2021 Yılı Merkezi Yönetim Bütçe Kanun Teklifi'nin 15'inci maddesi hakkında aleyhte söz almış bulunuyorum. Dün kaldığım yerden devam etmek istiyorum. Şunu sormuştum: Siz, devleti şirket gibi mi yönetmek istiyorsunuz? Eğer kazan kazan düşüncenize uygun şirket gibi yönetmek istiyorsanız en azından sorumlu ve basiretli bir tüccar gibi, basiretli bir tacir gibi hareket edin demiştim. Bu geçtiğimiz günlerde bütçeyle ilgili, bütün iktidar milletvekilleri ve Sayın Bakanlar öve öve bitiremediler ve Cumhurbaşkanlığı hükûmet sistemini neredeyse kutsadılar. Ben sadece şu üç yıla yakın zaman, Cumhurbaşkanlığı hükûmet sisteminin şu üç yıllık süre zarfında bugünkü fotoğrafını, geldiği noktayı kısaca hatırlatmak istiyorum, çok veri var ama hiç değilse zaman içine sığdırabilmek bakımından bir ekonomiyle ilgili bir de hukuk alanındaki görüntüsünün bir resmini çizmek istiyorum.

Ekonomiyle ilgili bakarsak -Cumhurbaşkanlığı hükûmet sistemi 2018'in ikinci yarısında başlamıştı- 2018 yılı Ocak-Ekim ayı faiz ödemesi 72 milyardır. 2020 yılı aynı dönemde faiz artışı yüzde 67 olmuştur ve 120 milyar liraya çıkmıştır. 2018 yılı Ocak-Ekim bütçe açığı 62 milyar iken 2020 yılı aynı dönem yüzde 134 artarak 145 milyar liraya çıkmıştır. Merkez Bankası, tarihinde ilk defa 47 milyar dolar eksi rezervle kapatmıştır dönemini ve bu, ilk defa olmuştur. 120 milyar doların üzerinde para kaybedilmiştir. Bu, Cumhurbaşkanlığı hükûmet sisteminin kıvama geldiği ikinci yılında maalesef olmuştur. Enflasyon, dünya ortalamasının 4,8 katına çıkmıştır. Bize benzeyen ülkelerin 3 katı yüksektir. Tanzanya'da dahi 3,3'ken bizde 4 katına, TÜİK verilerine göre 14,3'e çıkmıştır Cumhurbaşkanlığı hükûmet sistemimizde. TÜİK verilerine göre işsiz sayısı 700 bin kişi artmış, iş gücüne dâhil olmayan nüfus, 3 milyon 100 bin kişi artmıştır. Türk lirası, dolara karşı yüzde 61 değer kaybetmiş, euroya karşı yüzde 57 değer kaybetmiştir. Kamu iç ve dış borç stoku, yüzde 100 artarak 970 milyardan 1 trilyon 934 milyara çıkmıştır.

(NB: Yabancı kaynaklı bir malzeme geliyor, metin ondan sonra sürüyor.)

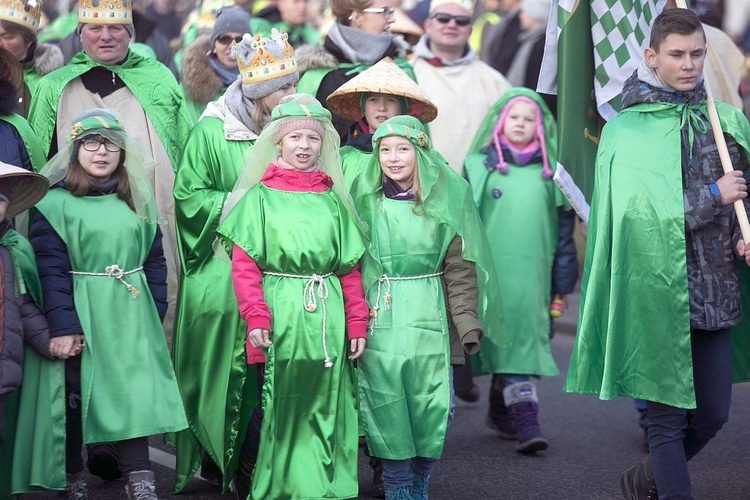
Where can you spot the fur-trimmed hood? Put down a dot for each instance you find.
(47, 58)
(199, 80)
(314, 56)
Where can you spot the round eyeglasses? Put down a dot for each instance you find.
(94, 145)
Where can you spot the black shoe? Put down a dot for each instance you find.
(638, 482)
(103, 461)
(472, 395)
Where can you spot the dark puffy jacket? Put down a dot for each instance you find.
(21, 322)
(57, 282)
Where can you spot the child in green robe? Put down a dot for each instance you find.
(103, 276)
(427, 264)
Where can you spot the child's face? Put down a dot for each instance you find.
(679, 60)
(398, 160)
(380, 107)
(301, 148)
(99, 157)
(520, 124)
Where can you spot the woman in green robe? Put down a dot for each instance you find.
(509, 168)
(425, 242)
(208, 329)
(103, 276)
(375, 95)
(295, 245)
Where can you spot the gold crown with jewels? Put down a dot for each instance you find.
(264, 65)
(105, 12)
(26, 14)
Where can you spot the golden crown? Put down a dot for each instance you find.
(26, 14)
(264, 65)
(105, 12)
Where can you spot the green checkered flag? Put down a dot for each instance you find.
(620, 32)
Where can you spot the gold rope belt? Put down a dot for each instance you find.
(309, 301)
(115, 272)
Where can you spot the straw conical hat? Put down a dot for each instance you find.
(25, 188)
(384, 77)
(11, 70)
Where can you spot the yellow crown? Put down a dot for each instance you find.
(105, 12)
(26, 14)
(264, 65)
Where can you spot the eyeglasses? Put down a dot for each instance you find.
(227, 39)
(95, 144)
(385, 11)
(443, 18)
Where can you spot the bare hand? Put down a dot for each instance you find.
(732, 187)
(259, 338)
(66, 346)
(743, 252)
(357, 346)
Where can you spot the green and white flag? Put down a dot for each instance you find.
(592, 47)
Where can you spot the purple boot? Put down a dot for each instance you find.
(521, 398)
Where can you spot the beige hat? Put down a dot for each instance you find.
(25, 188)
(11, 70)
(385, 77)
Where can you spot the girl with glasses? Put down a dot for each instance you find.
(99, 252)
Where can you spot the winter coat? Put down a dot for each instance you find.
(199, 81)
(22, 321)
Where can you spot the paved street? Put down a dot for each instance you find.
(591, 443)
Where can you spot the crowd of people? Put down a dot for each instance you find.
(275, 237)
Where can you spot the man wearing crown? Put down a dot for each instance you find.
(108, 74)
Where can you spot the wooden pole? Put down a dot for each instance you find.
(721, 144)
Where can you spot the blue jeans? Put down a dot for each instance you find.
(675, 435)
(400, 473)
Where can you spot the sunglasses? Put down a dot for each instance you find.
(446, 18)
(95, 144)
(227, 39)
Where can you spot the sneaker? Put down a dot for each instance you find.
(141, 485)
(530, 439)
(103, 461)
(638, 482)
(378, 490)
(75, 487)
(470, 396)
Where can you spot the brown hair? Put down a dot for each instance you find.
(77, 182)
(342, 9)
(677, 21)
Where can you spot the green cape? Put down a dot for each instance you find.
(634, 318)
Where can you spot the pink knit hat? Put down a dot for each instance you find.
(290, 126)
(497, 134)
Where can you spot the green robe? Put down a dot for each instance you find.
(150, 81)
(308, 443)
(209, 331)
(521, 225)
(633, 335)
(128, 387)
(353, 162)
(39, 404)
(403, 375)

Yine, hatırlatıyorum, AK PARTİ'li bir milletvekilimiz Sayın Hacı Turan Bey, Almanya'nın 5 trilyon dolar borç aldığını, Japonya'nın, Fransa'nın, birçok ülkenin trilyon dolarlar borç aldığını söylemiştir. Evet, Almanya'nın kamu borç stoku 2,3 trilyon dolardır, Türkiye'nin ise 247 milyar dolardır gerçekten ama Almanya, 10 kat fazla almasına rağmen ödediği faiz 11,6 milyardır, Türkiye'nin ise 17,8 milyardır. Bunun sebebi, onlar 1'in altında faizle borç alırken, hatta eksi faizle borç alırken biz yüzde 7 tefeci faiziyle borç almaktayız. Bunun sebebi ne derseniz, hukukumuza, hukuk sistemine güvenilmediğidir ve Türkiye'de bunun farkına varılmıştır. Hükûmet, hemen hukuk reformlarıyla bu durumu düzeltmek istese de maalesef dünyaya güven verememiştir.

(Mikrofon otomatik cihaz tarafından kapatıldı)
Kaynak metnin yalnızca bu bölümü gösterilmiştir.